De kosten van een mogelijke opgraving na een positieve screening vallen ook nog eens op de projectontwikkelaars. Gegevens over deze kosten van opgravingen zijn nog niet beschikbaar voor 2019. Afhankelijk van situatie kan de prijs voor dergelijke opgravingswerken oplopen van duizenden euro’s tot 13 miljoen euro voor het grootste archeologisch onderzoek tot nu toe op een terrein in Vlaanderen.

De overheid daarentegen besteedde in 2019 1,1 miljoen euro aan archeologie. Hiervan ging een dikke 100.000 euro naar subsidies voor projectontwikkelaars die met archeologie te maken kregen en het overige klein miljoen ging naar naar onderzoeksgeld voor archeologen.

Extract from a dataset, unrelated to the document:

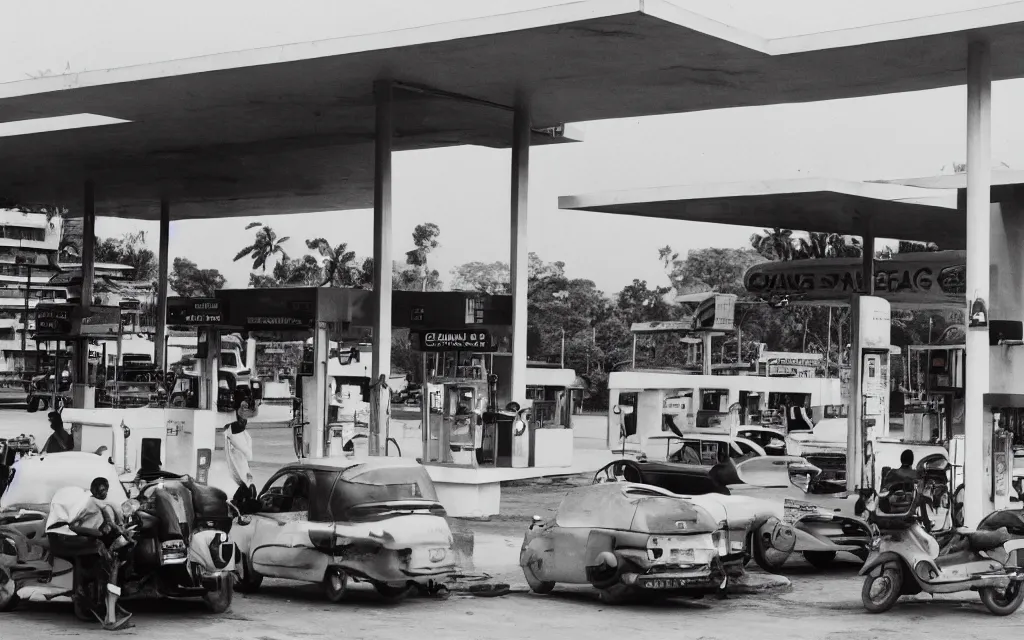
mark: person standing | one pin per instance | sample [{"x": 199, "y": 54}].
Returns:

Een wetgeving die bij veel betrokken actoren voor frustraties gezorgd heeft. De projectontwikkelaars zijn ontevreden. Zij hebben niet om de archeologisch werken gevraagd en willen er al zeker niet voor betalen. Vanuit de archeologen is er daarnaast grote frustratie dat archeologie, een wetenschappelijke discipline, gecommercialiseerd werd door de overheid.

Archeologie speelt zich nu af op het terrein van de vrije markt. Dat heeft als gevolg gehad dat een reeks archeologische bedrijven, die de screenings en opgravingen uitvoeren, als paddenstoelen uit de grond zijn geschoten. Daarbij is er wel één dikke doorn in het oog: de projectontwikkelaar heeft geen baat bij de kwaliteit van het archeologisch product. Wanneer verschillende archeologische bedrijven offertes opstellen voor een projectontwikkelaar, gaat de projectontwikkelaar meestal in op de offerte met de laagste prijs of de snelste afhandeling. Dit heeft als gevolg dat het archeologisch product vaak van ondermaatse kwaliteit is, omdat de werken ‘snel’ en ‘goedkoop’ gebeuren.

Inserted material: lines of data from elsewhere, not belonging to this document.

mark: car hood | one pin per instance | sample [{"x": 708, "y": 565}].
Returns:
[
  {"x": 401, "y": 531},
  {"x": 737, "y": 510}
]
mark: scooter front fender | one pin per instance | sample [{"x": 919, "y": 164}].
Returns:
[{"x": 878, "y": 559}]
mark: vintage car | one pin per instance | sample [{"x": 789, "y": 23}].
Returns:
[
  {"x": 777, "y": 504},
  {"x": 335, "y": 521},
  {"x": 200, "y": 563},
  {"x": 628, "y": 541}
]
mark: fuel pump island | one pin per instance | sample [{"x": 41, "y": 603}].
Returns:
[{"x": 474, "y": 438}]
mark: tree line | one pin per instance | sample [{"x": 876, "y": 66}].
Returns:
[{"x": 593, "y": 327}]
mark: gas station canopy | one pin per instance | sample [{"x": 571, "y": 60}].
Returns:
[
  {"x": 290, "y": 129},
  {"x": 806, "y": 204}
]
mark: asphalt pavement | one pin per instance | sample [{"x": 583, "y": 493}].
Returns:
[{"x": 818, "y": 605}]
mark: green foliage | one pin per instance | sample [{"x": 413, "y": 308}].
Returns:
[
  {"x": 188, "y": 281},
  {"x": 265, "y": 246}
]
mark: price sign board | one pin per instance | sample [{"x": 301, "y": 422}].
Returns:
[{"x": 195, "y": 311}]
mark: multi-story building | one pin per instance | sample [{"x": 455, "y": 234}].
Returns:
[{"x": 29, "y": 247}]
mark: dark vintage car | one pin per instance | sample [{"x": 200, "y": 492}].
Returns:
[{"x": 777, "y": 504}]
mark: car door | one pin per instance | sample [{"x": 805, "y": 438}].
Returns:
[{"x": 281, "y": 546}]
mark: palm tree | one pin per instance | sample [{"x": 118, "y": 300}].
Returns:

Het probleem met kwaliteit geeft dan weer ongenoegen bij alle niet-commerciële archeologen. Vooral vanuit de academische archeologen komt kritiek. Zij staan niet te springen om met deze data aan de slag te gaan en nieuwe archeologische inzichten te genereren. Met veel van de data wordt dus weinig gedaan.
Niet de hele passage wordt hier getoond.